Use convert_model_output

hlky · hlky · commit 951517873fd7 · 2024-10-10T20:10:23.000+01:00
diff --git a/src/diffusers/schedulers/scheduling_unipc_multistep.py b/src/diffusers/schedulers/scheduling_unipc_multistep.py
@@ -527,72 +527,13 @@ def _convert_to_beta(
         )
         return sigmas
 
-    def convert_noise_to_x0(self, model_output: torch.Tensor, sample: torch.Tensor, timestep: int) -> torch.Tensor:
-        """
-        Convert to original sample x0 from noise prediction.
-
-        Args:
-            model_output (`torch.Tensor`): The model output.
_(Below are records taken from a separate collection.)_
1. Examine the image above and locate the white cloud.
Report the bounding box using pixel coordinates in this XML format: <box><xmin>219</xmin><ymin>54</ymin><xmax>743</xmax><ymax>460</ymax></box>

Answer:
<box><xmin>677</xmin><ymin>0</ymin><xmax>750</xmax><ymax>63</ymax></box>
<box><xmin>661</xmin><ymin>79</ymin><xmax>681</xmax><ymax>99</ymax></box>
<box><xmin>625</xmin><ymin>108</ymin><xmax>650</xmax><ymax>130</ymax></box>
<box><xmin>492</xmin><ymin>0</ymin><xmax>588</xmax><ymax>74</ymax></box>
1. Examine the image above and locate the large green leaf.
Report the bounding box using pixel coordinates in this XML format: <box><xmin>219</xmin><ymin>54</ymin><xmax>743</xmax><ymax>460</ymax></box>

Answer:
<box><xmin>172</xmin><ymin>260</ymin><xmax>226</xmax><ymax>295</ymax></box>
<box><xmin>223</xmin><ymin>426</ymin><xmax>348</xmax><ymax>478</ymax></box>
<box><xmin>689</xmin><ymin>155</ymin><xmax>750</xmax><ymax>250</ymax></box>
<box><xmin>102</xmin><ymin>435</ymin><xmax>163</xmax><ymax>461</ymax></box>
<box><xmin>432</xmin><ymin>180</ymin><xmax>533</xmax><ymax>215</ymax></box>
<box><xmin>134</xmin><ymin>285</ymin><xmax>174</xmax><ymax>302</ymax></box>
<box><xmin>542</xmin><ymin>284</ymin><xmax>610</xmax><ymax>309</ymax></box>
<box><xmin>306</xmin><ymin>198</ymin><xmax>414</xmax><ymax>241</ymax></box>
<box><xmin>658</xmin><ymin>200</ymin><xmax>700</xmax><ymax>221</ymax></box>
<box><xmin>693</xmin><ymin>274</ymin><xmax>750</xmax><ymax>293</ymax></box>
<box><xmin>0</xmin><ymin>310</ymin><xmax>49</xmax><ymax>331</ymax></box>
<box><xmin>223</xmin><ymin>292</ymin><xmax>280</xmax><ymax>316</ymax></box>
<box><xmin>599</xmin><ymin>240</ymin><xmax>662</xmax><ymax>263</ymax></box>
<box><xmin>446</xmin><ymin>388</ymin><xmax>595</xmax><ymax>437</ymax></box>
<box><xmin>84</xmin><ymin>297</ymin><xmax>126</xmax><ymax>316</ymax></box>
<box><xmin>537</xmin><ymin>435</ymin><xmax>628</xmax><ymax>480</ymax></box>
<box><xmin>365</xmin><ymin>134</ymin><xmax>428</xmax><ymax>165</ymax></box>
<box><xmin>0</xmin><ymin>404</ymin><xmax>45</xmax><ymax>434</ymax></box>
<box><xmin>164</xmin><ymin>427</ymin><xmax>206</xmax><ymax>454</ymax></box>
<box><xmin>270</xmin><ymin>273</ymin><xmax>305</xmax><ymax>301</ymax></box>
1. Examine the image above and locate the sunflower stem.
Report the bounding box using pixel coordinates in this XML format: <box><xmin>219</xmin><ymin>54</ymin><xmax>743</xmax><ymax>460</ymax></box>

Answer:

-            sample (`torch.Tensor`): A current instance of a sample created by the diffusion process.
-            timestep (`int`): The current discrete timestep in the diffusion chain.
-
-        Returns:
-            `torch.Tensor`: The predicted original sample (x0).
-        """
-        if self.step_index is None:
-            self._init_step_index(timestep)
-        sigma = self.sigmas[self.step_index]
-        alpha_t, sigma_t = self._sigma_to_alpha_sigma_t(sigma)
-
-        if self.config.prediction_type == "epsilon":
-            return (sample - sigma_t * model_output) / alpha_t
-        elif self.config.prediction_type == "sample":
-            return model_output
-        elif self.config.prediction_type == "v_prediction":
-            return alpha_t * sample - sigma_t * model_output
-        else:
-            raise ValueError(
-                f"prediction_type given as {self.config.prediction_type} must be one of `epsilon`, `sample`, or"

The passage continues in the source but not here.